DRACO: A Denoising-Reconstruction Autoencoder for Cryo-EM

Authors: YingJun Shen, Haizhao Dai, Qihe Chen, Yan Zeng, Jiakai Zhang, Yuan Pei, Jingyi Yu

NeurIPS 2024 | Conference PDF | Archive PDF | Plain Text | LLM Run Details

Reproducibility Variable Result LLM Response
Research Type Experimental DRACO demonstrates the best performance in denoising, micrograph curation, and particle picking tasks compared to state-of-the-art baselines.
Researcher Affiliation Collaboration 1School of Information Science and Technology, Shanghai Tech University. 2Cellverse Co, Ltd. 3i Human Institute, Shanghai Tech University.

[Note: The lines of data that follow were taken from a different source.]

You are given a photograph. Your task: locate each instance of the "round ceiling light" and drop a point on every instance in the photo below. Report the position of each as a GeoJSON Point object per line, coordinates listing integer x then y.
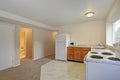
{"type": "Point", "coordinates": [89, 14]}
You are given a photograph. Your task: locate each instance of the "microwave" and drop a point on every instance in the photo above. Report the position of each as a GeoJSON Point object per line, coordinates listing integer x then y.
{"type": "Point", "coordinates": [72, 44]}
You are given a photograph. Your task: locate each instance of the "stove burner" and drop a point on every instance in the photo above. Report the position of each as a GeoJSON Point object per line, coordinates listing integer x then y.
{"type": "Point", "coordinates": [96, 57]}
{"type": "Point", "coordinates": [106, 53]}
{"type": "Point", "coordinates": [114, 58]}
{"type": "Point", "coordinates": [94, 52]}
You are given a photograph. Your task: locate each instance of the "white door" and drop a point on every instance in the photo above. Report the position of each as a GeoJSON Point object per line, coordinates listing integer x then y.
{"type": "Point", "coordinates": [61, 53]}
{"type": "Point", "coordinates": [6, 46]}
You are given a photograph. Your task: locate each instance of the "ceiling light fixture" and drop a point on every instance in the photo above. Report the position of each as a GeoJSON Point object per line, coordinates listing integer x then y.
{"type": "Point", "coordinates": [89, 14]}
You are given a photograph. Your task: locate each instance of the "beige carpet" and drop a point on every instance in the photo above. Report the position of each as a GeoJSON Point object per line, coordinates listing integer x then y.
{"type": "Point", "coordinates": [60, 70]}
{"type": "Point", "coordinates": [28, 70]}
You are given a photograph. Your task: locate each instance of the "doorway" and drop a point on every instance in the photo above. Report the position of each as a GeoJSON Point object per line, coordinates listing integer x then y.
{"type": "Point", "coordinates": [26, 43]}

Pseudocode No The paper does not contain any structured pseudocode or algorithm blocks.
Open Source Code No All code, pre-trained model weights, and datasets will be made publicly available for further research and model development. (Also confirmed by NeurIPS checklist: 'We do not provide code and data in submission. However, the code and data will be released upon acceptance.')

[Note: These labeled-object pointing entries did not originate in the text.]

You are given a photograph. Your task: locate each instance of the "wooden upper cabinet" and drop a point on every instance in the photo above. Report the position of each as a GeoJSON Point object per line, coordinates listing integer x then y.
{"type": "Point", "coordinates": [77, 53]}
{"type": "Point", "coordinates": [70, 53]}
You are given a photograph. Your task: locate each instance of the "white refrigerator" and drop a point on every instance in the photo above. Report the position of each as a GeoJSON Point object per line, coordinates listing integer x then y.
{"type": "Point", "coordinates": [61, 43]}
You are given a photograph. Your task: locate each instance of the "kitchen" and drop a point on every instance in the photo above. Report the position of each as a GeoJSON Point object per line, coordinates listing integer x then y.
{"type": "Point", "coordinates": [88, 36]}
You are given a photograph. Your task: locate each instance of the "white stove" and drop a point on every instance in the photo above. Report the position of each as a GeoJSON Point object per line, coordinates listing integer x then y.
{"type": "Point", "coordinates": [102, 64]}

Open Datasets Yes Direct access to the public database leads to varying data quality, inconsistent data formats, or missing annotations. Therefore, we construct a large-scale, high-quality, and diverse single-particle cryo-EM image dataset by curating and manually processing 529 sets of data from EMPIAR [17], obtaining over 270,000 cryo-EM movies or micrographs in total.
Dataset Splits Yes We divided these micrographs into training and evaluation datasets using an 80%/20% split ratio.
Hardware Specification Yes The warm-up stage takes 6 hours, and the pre-training stage takes 16 hours on a GPU cluster with 64 NVIDIA A800 GPUs, requiring approximately 80 GB of memory for a batch size of 4096.
Software Dependencies No The paper mentions software like cryo SPARC and Detectron2, but does not provide specific version numbers for these or other software dependencies.
Experiment Setup Yes The decoder of DRACO uses 8 Transformer blocks with embedding dimension 512, followed by a three-layer convolution neck and a linear projection layer with an output dimension 16 16, which is also the patch size of the input. The mask ratio for the one input micrograph is 0.75 by default. ... We warm up DRACO ... for 200 epochs. Then we adopt our novel denoising-reconstruction pre-training for 400 epochs.